Queen's Wardrobe Conveys Sovereign Power
LONDON.- They may look garish for some, but Queen Elizabeth II's brightly colored outfits are a power dressing tool that allow her to make an impression, according to a new exhibition opening on Saturday.
Exhibits at the Buckingham Palace show range from her christening gown to the eye-catching bright green wool-crepe and silk dress she wore at one of her 90th birthday celebrations earlier this year.
The queen's wedding dress from 1947 and the one she wore at her coronation in 1953 are also exhibited together for the first time in "Fashioning a Reign: 90 Years of Style from the Queen's Wardrobe".
"The Queen is well-known for block color dressing using vivid and bold colors to ensure she is easily visible on important occasions," Caroline De Guitaut, the exhibition's curator, told reporters.

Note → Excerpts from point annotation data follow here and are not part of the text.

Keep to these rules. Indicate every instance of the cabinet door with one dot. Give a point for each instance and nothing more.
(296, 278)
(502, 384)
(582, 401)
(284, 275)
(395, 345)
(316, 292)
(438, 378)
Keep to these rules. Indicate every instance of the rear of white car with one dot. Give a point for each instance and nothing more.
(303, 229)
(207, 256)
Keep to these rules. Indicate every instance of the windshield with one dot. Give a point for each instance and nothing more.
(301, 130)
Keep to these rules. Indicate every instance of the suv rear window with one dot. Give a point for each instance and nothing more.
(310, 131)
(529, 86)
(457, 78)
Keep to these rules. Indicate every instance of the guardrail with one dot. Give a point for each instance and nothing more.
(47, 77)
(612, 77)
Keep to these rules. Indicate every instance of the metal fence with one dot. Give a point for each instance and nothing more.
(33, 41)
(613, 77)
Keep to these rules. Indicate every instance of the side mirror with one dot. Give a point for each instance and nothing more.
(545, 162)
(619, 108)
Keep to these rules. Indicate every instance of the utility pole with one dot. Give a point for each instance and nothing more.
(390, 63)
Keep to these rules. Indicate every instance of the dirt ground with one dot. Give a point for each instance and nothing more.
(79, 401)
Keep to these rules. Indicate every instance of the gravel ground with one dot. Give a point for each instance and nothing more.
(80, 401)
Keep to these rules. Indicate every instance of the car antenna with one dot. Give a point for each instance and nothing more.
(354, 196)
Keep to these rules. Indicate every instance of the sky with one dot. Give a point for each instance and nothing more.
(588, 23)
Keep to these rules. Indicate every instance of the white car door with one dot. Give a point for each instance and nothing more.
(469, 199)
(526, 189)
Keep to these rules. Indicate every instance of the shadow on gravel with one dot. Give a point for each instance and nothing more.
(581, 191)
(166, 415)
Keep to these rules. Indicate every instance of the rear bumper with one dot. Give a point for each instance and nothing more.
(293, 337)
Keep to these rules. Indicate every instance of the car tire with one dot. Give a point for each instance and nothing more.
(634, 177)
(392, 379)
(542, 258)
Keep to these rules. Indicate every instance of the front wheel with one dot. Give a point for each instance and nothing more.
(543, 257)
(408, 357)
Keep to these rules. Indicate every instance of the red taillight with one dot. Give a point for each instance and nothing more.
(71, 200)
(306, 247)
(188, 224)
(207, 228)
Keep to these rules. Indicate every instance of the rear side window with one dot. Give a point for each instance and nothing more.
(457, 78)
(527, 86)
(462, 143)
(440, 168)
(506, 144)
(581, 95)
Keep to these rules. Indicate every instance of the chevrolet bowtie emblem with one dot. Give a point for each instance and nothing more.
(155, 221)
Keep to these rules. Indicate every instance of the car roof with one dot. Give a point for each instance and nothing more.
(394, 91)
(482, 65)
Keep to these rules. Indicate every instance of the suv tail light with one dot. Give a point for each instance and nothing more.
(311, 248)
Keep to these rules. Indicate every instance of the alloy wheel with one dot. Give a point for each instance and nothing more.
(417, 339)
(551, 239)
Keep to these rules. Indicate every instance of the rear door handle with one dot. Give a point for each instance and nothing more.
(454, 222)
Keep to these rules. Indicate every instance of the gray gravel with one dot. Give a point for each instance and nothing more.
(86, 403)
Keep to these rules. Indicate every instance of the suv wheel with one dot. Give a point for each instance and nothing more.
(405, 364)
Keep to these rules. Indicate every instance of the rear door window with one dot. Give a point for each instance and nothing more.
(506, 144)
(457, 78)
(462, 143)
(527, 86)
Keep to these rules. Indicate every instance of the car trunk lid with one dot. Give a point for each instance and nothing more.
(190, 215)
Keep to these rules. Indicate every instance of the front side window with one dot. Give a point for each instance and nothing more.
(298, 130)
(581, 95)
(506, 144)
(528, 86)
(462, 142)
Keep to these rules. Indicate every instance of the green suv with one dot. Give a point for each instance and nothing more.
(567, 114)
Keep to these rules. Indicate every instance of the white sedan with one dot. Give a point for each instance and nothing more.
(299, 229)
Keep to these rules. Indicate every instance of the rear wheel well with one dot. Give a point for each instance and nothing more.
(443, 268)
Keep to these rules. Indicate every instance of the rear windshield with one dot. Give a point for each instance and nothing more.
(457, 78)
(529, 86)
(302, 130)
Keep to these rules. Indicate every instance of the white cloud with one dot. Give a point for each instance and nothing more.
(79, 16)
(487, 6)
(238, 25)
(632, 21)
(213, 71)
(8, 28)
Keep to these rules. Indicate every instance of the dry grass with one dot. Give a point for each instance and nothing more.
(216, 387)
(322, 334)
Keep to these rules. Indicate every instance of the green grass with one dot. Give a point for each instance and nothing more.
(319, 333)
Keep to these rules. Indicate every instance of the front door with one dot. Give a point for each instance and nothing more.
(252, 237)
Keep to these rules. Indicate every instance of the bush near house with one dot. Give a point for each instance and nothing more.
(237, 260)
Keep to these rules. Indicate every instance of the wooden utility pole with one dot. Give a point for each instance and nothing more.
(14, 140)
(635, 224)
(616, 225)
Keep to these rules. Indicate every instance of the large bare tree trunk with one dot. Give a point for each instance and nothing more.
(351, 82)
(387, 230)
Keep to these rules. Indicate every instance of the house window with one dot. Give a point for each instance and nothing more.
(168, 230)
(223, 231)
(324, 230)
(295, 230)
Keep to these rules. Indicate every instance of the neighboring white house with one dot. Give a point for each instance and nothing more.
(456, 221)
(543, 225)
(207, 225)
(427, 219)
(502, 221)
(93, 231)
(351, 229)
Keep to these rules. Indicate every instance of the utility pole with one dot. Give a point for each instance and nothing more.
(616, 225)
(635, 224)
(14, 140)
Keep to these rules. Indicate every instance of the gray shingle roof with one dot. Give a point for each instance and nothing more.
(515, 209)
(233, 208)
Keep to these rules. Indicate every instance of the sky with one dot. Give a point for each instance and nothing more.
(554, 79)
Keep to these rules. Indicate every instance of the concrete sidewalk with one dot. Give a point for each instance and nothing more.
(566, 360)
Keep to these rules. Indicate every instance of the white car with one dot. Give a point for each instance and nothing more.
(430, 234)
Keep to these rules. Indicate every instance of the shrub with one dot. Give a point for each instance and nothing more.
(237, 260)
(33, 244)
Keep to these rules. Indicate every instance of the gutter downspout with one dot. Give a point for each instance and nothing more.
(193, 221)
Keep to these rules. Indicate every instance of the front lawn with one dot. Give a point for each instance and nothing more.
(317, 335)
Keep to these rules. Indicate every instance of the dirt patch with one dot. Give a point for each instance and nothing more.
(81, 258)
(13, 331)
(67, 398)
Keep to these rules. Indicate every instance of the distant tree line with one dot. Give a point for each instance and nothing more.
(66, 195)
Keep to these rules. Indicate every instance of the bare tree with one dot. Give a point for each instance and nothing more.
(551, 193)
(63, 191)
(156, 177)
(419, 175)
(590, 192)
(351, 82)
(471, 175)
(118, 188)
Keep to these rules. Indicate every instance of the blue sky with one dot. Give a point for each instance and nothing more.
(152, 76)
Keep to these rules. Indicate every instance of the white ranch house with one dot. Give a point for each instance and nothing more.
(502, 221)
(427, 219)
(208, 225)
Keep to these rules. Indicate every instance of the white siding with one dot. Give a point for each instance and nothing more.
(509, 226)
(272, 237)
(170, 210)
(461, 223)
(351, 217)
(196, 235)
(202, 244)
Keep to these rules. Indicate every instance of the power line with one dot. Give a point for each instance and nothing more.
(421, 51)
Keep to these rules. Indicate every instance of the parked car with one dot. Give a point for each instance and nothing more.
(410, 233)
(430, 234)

De Guitaut said the dresses reflected the multi-faceted role the Queen plays as sovereign not only of Britain but also of the Commonwealth states, as well as being commander-in-chief of the British army.
The curator said that hats also played an important role in making her easier to spot in large crowds, which is why they often have elaborate trimming.
The monarch's preferences for headgear range from cloche hats made popular in the 1960s to the Breton style of the 1970s and 1980s.
Nowadays, she is rarely seen in public without a hat.
Details such as colors and design gained a whole other level of significance during her state visits.
"The Queen’s ensembles are carefully designed to ensure they are appropriate for the climate like the oriental-flower patterned dress Her Majesty wore to a state visit to Singapore," De Guitaut said.
Others respect religious or social conventions like the ensemble worn for her state visit to the Middle East in 1979, in which the Queen was covered as much as possible to respect local traditions.
"Clothing can do things for women sovereigns that it can’t do for men and the Queen has definitely used that as a tool in her reign," De Guitaut said.
The exhibition, which runs until October 2, is one of three organized by royal officials this year showing off 150 outfits and is billed as the biggest ever.